Now they would take her away to her cell and she would wear the prison clothes, eat the prison food for what would seem a lifetime.
"It will pass," they told her. "You're lucky. Don't you see how lucky? A little while ago they would have sent you to a transport ship. Besides, you've got friends outside to make your lot easy while you're inside . . . and friends who'll be waiting for you when you go out."
There were years in which to think about the future.
Sir Charles had said to her: "You mustn't be afraid any more. I'll do everything I can to make your stay . . . there ... as comfortable as possible.

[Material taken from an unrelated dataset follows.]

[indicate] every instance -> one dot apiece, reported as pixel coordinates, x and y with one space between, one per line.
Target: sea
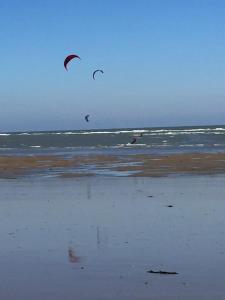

And when it's over, I'll be there . . . waiting for you . . . waiting to make up . . . waiting with a home for you to come to. . . ."
So she had a father waiting for her; she was indeed one of the lucky ones.
L6on had said: "I will wait for you. The time will soon pass. We'll be married. We'll go to America as we always said we would. I shall be there at the end . . . waiting. . . ."
There were not many who were so loved, who had a home and a husband waiting for them.
Fermor had said: "Don't think I shall let this rest. I shall do everything I can to get you freed. And you know . . . when it's over ... I'll be waiting. ..."
It was comforting to think of them.
To be shut away from the world for many years! In a way it would be like being buried alive . . . but not in a granite coffin. She would breathe and eat and think during those years. During them she would leave her girlhood behind and become a woman. Years to live through, to try to understand all those people who had had such an effect on her life.